No, qui si intende quel parlar male fine a se stesso. Fermo nelle bocche di chi chiacchiera e nelle orecchie di chi ascolta - spesso ostaggio, non di certo carnefice, comparsa nella farsa per paura di finire al posto della vittima. Complicità di scopo, quella sì, per salvar la pelle davanti a tanta bassezza.

Il senso che provavo a trovare, stava tutto nel capire il come mai. Che cosa muove un uomo - inteso come essere umano - a costruire storie, inventare fatti, imbastire racconti e citazioni, su un altro essere umano solo per il piacere di farlo. Illazioni, teoremi, rammendi da lavandaie prima del bucato. Senza senso. Che portano ad infiniti cul de sac, all'interno dei quali si sguazza in un fango senza uscita, sbattendo la testa tra pareti di questioni irrisolvibili, sommersi dalla propria stessa merda.

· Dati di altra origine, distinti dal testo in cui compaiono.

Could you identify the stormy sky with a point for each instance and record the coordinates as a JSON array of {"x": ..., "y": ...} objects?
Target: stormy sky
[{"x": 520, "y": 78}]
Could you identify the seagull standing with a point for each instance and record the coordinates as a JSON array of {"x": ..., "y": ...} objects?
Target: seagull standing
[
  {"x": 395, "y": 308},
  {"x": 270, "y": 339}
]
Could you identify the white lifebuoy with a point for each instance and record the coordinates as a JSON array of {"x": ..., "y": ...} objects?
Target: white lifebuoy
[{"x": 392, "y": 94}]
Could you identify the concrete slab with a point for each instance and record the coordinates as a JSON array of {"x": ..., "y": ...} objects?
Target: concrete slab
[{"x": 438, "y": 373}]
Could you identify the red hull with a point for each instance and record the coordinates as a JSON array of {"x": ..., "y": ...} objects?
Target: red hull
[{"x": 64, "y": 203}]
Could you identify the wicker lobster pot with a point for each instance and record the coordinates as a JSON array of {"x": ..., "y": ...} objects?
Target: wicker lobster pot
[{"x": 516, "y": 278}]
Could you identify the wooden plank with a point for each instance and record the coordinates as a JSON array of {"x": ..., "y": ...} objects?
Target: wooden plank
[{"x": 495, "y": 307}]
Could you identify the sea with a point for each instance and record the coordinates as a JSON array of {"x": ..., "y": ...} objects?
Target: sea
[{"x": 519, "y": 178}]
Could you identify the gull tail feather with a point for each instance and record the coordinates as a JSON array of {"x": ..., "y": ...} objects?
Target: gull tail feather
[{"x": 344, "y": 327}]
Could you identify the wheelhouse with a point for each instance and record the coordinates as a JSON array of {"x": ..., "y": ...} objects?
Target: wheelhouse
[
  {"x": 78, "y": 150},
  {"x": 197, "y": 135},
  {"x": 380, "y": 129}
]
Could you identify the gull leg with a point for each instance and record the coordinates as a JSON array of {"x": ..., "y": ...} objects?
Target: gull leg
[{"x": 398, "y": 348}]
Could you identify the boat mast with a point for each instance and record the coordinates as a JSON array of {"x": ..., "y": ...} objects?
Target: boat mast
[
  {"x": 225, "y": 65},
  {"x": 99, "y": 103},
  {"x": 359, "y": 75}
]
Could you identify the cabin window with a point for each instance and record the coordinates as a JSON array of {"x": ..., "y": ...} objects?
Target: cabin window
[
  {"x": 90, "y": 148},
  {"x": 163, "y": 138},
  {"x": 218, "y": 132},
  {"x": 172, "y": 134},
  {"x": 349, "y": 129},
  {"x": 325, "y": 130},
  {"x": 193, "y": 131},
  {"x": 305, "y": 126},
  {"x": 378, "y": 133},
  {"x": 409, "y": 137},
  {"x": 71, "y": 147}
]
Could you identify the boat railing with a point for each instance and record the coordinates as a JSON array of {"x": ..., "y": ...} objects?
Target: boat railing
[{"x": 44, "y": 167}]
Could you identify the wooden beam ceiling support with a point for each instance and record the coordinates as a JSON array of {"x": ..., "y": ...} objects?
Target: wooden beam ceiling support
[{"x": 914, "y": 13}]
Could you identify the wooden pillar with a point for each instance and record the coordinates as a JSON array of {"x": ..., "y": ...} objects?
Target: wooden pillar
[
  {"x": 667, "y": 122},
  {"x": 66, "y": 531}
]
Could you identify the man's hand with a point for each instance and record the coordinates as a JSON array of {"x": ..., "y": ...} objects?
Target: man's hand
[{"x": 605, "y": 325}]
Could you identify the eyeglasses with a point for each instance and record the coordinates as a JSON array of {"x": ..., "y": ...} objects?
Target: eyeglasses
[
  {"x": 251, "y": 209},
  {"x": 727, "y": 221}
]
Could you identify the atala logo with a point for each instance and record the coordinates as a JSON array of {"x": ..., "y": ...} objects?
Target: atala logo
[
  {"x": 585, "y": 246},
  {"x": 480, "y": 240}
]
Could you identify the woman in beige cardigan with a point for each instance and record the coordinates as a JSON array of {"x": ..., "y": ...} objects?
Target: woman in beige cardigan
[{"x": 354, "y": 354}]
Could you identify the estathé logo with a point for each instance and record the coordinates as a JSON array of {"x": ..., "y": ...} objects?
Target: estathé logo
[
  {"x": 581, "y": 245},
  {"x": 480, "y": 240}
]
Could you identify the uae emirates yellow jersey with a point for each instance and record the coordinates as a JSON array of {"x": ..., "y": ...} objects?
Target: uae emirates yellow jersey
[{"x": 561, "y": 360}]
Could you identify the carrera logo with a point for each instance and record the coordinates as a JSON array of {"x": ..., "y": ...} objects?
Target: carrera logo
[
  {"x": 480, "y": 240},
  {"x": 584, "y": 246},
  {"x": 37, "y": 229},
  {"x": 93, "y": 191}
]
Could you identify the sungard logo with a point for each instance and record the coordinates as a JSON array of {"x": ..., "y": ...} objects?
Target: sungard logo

C'è gente, ancora nel 2013 - con tutti i cazzi che ci sono in giro - che sparla di cose personali di altri, per il solo gusto di farlo. Così, tanto per. Il fatto poi, che quelle cose non esistano, non siano vere, è soltanto un punto ulteriore, secondario e non troppo importante - sarebbe stato lo stesso se lo fossero state.

Ecco, io questo non lo capisco e nonostante ci provi ogni tanto, non riesco a dargli un senso. Dispiace - non stupisce però.

"Andate: ecco io vi mando come agnelli in mezzo a lupi" (Luca 10,1-9).